According to UN Environment, “This complex, existential challenge (of reducing air pollution) demands immediate attention and action. More than 6 billion people, one-third of them children, regularly breathe air that is so polluted it puts their health and well-being at risk. That is more than 90 per cent of the world’s population. In many developing countries, people face the double burden of indoor and outdoor pollution.”

Air pollution also goes to the heart of social justice and global inequality, said the UN environment body, adding “According to the World Health Organization (WHO), 97 per cent of cities in low- and middle income countries with more than 100,000 inhabitants do not meet air quality guidelines. That percentage falls to 49 in high-income countries.

“The good news is that air pollution is preventable. The solutions — laws, standards, policies, programmes, investments and technologies — are widely known and can be implemented. “Clean air is a human right. It is everyone’s right and everyone’s responsibility.

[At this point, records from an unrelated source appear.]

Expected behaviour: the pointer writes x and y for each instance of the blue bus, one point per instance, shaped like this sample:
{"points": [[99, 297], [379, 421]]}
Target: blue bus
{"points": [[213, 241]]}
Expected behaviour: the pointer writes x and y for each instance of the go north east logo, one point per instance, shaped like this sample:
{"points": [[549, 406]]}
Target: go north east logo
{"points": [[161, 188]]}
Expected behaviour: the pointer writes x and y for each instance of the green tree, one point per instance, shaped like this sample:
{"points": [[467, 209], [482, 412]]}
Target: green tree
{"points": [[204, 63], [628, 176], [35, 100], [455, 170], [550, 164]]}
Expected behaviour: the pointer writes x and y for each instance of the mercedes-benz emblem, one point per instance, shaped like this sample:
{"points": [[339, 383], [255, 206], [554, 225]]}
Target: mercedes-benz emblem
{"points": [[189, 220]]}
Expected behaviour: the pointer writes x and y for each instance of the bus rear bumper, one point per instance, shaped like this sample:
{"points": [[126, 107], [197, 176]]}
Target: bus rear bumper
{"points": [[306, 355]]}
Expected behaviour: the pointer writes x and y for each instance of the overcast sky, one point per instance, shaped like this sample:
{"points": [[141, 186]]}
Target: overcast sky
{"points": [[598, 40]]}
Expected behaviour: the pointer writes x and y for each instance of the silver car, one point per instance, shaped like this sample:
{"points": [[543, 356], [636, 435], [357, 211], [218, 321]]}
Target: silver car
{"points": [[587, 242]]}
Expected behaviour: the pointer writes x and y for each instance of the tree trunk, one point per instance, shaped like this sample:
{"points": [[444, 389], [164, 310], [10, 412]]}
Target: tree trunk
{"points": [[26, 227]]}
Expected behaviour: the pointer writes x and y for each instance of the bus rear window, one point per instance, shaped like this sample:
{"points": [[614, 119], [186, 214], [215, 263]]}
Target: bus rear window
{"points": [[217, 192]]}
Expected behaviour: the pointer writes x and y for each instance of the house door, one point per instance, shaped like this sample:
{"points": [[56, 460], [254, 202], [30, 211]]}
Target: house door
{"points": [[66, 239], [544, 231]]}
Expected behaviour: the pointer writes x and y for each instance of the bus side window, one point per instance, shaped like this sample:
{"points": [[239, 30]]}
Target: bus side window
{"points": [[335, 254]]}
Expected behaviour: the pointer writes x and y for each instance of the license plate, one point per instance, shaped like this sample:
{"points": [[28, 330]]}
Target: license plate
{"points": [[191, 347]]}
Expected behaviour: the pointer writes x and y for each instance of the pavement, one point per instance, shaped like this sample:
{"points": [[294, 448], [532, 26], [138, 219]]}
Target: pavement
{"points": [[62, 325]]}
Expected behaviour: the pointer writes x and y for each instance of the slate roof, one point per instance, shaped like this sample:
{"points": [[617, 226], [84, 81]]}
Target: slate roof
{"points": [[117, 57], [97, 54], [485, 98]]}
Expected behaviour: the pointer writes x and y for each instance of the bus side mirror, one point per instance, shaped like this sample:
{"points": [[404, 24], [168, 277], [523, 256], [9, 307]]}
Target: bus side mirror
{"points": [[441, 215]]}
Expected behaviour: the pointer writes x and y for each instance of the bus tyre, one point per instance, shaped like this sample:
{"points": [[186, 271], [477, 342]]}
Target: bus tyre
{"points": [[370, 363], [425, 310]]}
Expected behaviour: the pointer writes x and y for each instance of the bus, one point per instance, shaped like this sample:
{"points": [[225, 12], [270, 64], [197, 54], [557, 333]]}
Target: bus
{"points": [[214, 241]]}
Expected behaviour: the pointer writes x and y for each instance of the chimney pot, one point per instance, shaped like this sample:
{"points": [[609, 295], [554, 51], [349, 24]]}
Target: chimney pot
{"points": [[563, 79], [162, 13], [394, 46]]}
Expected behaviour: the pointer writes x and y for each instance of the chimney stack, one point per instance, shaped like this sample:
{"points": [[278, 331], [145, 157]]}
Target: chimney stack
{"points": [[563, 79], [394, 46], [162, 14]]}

Each one of us has a role to play in ensuring that the air we breathe does not end up killing us.”

Celebrated every year on June 5, World Environment Day is the United Nations’ biggest annual event for positive environmental action to encourage worldwide awareness of the need to protect our planet. “Since the first World Environment Day in 1974, the event has grown to become a global platform for positive public outreach on the environment in over 100 countries.”